Monday, September 14, 2015

NFL's latest is especially depressing



Yeah because before Fantasy Football, friends never had anything to talk about.  They just sat around awkwardly trying to avoid eye contact in between texting and making phone calls.  Every once in a while they wondered "why are we friends again?  Oh yeah because Facebook."

And what did friends do before cell phones and Facebook?  Well, that's a pretty stupid question.  Obviously friends had not been invented yet.  Friends were invented by Mark Zuckerberg, and one's value is measured by how many one has on Facebook.  Without Facebook, how could there be friends?

And before Fantasy Football, there were friends outside Facebook but just to have someone to be with when you were talking and texting.  Just like before Fantasy Football there was still football, but people just watched the games without obsessing over "fantasy stats" and alleged big piles of money to be made by being a shameless loser geek online.  Man did life suck back then.
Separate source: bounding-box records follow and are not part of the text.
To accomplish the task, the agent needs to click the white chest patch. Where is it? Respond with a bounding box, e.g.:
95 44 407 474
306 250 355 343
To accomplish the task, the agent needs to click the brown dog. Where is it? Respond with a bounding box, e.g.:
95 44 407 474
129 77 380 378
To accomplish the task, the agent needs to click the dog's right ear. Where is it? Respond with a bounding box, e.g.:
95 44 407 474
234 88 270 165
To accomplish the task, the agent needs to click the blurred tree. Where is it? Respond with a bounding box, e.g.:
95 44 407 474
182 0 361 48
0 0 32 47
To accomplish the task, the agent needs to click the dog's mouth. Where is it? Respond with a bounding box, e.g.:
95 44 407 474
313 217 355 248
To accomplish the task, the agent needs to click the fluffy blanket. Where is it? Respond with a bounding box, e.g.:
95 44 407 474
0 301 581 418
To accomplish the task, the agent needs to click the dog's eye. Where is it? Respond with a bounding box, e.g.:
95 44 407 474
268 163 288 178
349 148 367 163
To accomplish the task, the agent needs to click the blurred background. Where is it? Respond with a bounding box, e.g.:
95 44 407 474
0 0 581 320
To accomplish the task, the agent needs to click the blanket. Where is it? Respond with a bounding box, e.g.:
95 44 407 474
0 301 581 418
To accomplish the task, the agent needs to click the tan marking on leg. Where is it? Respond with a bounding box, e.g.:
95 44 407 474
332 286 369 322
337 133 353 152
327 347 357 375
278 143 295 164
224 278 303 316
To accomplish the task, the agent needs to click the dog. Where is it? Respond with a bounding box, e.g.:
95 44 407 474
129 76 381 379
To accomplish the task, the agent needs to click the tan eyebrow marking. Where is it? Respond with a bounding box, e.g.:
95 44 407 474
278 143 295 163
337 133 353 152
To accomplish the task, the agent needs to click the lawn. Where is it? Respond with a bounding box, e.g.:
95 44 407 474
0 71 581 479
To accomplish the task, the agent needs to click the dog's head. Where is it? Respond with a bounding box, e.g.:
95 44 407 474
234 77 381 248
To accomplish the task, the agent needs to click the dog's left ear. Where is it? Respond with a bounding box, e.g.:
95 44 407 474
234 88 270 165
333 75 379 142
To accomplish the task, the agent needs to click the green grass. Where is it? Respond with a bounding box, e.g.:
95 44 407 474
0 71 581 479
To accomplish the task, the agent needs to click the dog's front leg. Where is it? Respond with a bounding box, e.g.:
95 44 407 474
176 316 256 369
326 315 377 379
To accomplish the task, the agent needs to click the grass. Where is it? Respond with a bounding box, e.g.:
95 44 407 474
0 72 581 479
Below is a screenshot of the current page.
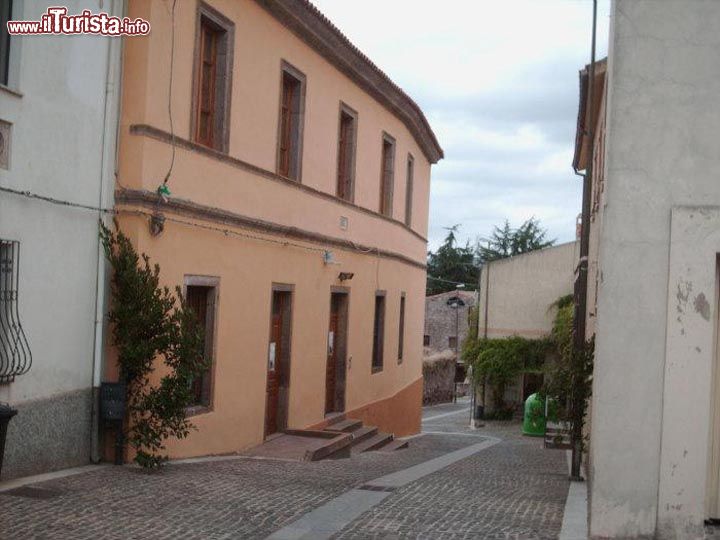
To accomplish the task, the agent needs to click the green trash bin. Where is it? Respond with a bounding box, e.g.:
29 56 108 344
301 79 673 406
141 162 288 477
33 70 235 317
523 394 547 437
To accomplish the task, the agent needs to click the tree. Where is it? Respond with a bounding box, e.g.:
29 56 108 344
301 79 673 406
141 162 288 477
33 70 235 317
477 218 555 263
100 223 208 468
427 225 480 295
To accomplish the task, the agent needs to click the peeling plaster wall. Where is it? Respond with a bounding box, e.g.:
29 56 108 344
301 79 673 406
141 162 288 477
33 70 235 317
590 0 720 539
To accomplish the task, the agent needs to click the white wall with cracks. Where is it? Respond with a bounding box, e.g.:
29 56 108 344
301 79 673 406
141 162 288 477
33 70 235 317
590 0 720 539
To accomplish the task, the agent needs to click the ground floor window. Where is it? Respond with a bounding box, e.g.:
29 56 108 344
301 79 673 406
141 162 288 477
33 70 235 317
185 278 217 407
372 291 385 372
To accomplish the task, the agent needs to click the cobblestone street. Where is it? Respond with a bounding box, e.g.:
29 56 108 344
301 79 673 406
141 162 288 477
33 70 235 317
0 403 568 540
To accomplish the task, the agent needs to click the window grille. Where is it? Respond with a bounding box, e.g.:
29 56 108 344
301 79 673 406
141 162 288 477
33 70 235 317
0 239 32 383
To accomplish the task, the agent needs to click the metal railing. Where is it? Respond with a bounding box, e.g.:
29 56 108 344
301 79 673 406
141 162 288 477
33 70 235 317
0 239 32 383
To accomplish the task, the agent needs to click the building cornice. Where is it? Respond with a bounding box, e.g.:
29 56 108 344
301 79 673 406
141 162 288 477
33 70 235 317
115 189 426 270
256 0 444 163
130 124 427 244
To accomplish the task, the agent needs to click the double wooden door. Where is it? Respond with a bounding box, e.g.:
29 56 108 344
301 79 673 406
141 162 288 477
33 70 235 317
325 293 348 414
265 291 292 437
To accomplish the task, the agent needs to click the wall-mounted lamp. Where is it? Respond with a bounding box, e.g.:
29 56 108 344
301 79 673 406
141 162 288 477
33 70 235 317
338 272 355 281
150 213 165 236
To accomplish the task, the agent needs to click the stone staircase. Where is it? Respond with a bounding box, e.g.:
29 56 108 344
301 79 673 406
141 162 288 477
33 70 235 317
243 413 408 461
323 414 408 457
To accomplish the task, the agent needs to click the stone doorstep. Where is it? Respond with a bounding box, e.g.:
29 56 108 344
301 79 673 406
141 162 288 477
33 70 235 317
352 426 378 446
352 432 394 454
304 433 352 461
325 419 363 433
377 439 408 452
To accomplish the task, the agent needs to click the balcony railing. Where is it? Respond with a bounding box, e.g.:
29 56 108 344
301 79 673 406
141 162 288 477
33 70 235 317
0 239 32 383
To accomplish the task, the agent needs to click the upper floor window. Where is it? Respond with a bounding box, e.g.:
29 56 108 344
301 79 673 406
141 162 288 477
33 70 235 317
405 154 415 227
0 0 12 85
185 276 220 407
337 104 357 202
192 3 234 152
278 62 305 181
398 293 405 364
380 133 395 217
0 239 32 384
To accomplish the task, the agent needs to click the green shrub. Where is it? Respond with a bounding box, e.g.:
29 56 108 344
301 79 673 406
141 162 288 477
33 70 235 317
100 224 208 468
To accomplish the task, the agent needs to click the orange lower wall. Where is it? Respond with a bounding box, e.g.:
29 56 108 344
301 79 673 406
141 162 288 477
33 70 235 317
308 378 423 437
105 212 425 458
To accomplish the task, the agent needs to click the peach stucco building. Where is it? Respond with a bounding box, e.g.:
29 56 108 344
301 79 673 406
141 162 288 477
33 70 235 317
108 0 442 457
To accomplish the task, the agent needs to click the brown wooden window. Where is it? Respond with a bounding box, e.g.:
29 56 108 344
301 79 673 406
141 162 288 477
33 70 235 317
185 278 217 407
0 0 12 85
372 291 385 373
192 3 234 152
405 154 415 227
398 293 405 364
380 134 395 217
337 105 357 201
278 63 305 181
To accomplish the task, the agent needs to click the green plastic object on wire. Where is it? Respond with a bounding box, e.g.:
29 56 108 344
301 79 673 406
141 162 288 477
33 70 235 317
158 184 170 199
523 394 547 437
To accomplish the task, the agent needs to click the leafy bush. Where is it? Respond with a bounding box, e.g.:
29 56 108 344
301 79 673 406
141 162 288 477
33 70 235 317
100 224 208 468
541 296 595 448
462 336 552 411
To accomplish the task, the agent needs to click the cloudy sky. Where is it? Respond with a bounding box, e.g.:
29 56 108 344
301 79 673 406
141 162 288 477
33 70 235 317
313 0 609 249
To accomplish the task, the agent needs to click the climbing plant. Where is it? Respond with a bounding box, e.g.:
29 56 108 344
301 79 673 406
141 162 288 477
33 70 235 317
100 223 208 468
462 295 595 433
462 336 551 416
541 295 595 449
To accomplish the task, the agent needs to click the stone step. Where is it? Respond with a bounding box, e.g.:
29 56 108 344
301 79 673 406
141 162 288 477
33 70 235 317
377 439 408 452
352 426 377 446
325 419 362 433
325 413 345 427
351 432 393 454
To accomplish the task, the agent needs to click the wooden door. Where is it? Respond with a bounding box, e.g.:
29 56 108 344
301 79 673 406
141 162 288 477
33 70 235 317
265 291 286 437
325 294 340 414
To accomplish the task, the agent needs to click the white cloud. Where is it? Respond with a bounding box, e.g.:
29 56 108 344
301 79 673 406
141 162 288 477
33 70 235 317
313 0 609 248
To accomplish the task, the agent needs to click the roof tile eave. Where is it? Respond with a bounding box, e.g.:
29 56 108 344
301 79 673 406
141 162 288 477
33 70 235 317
256 0 445 163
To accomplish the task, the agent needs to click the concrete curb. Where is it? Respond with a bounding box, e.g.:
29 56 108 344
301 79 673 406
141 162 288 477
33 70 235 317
558 450 588 540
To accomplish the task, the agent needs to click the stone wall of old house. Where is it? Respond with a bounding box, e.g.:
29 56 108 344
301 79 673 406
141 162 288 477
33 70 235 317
424 291 476 351
423 350 455 405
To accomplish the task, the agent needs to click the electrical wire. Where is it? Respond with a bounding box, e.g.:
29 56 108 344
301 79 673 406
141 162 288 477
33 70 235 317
427 274 477 287
163 0 177 185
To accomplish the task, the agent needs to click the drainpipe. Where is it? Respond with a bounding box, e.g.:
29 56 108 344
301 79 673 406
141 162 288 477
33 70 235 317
570 0 597 480
90 0 124 463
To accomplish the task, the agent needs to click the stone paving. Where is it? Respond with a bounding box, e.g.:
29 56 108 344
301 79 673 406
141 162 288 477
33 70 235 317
0 398 568 540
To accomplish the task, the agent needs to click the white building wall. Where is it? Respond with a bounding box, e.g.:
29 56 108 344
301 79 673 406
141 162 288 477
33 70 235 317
478 242 580 412
0 0 123 478
590 0 720 539
478 242 579 338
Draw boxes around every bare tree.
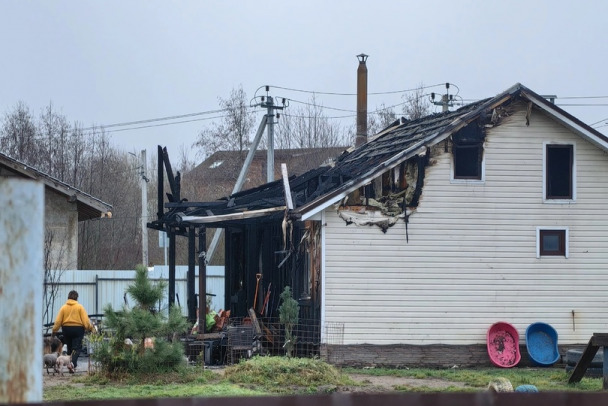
[42,227,67,324]
[275,95,352,149]
[0,101,41,166]
[194,86,255,158]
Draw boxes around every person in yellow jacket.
[53,290,93,373]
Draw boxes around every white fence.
[43,265,224,324]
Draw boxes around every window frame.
[543,142,576,204]
[536,227,570,258]
[450,142,486,183]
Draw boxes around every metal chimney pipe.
[355,54,368,147]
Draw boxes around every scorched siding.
[323,101,608,344]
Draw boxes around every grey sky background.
[0,0,608,163]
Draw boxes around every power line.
[81,109,233,131]
[264,83,446,96]
[104,115,227,133]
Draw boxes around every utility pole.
[431,83,454,113]
[260,86,285,183]
[206,86,286,263]
[141,149,150,268]
[129,149,149,267]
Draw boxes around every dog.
[42,352,58,375]
[42,337,63,356]
[55,354,74,376]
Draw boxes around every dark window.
[540,230,566,256]
[453,144,482,179]
[546,145,573,199]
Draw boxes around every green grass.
[43,357,602,402]
[224,357,354,394]
[342,368,602,392]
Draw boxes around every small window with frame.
[452,143,483,180]
[544,144,575,201]
[536,228,568,258]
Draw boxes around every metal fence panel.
[43,265,224,324]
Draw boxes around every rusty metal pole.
[0,178,44,403]
[355,54,367,147]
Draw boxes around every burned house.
[154,84,608,366]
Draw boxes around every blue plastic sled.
[526,322,560,367]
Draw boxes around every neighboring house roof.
[171,83,608,225]
[182,147,347,201]
[0,153,112,221]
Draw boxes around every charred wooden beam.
[198,227,210,334]
[186,227,196,322]
[168,228,176,307]
[163,147,181,202]
[156,145,165,220]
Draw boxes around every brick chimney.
[355,54,367,147]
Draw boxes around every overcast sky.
[0,0,608,163]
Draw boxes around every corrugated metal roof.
[0,153,112,221]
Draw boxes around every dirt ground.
[43,357,465,393]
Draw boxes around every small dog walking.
[42,352,57,375]
[55,355,74,376]
[42,337,63,356]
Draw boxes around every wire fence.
[183,317,344,365]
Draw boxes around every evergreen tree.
[279,286,300,357]
[92,265,189,374]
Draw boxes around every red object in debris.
[487,321,521,368]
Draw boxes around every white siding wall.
[323,102,608,344]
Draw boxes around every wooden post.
[198,227,207,334]
[186,227,196,321]
[0,178,44,404]
[167,227,177,307]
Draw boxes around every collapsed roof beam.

Coming back to reality- can we please admit that Fantasy Football is just another excuse to sit on your sorry ass and stare at a computer screen instead of actually doing something of value with your life?  Ok, it's fine if it's just a hobby, though a hobby that involves no movement other than finger taps strikes me as not particularly beneficial (notice that weight gain?  Sore back?  It's all about you being immobile, idiot.)  If it's so consumed your life that you aren't able to talk to people about anything else, well, I feel sorry for you and urge you to seek therapy.

Oh, and while you're at it, get a freaking life that doesn't involve following the accomplishments of someone else you don't know and will never meet.  It might include making some actual friends.  If that doesn't sound too awkward and scary for you.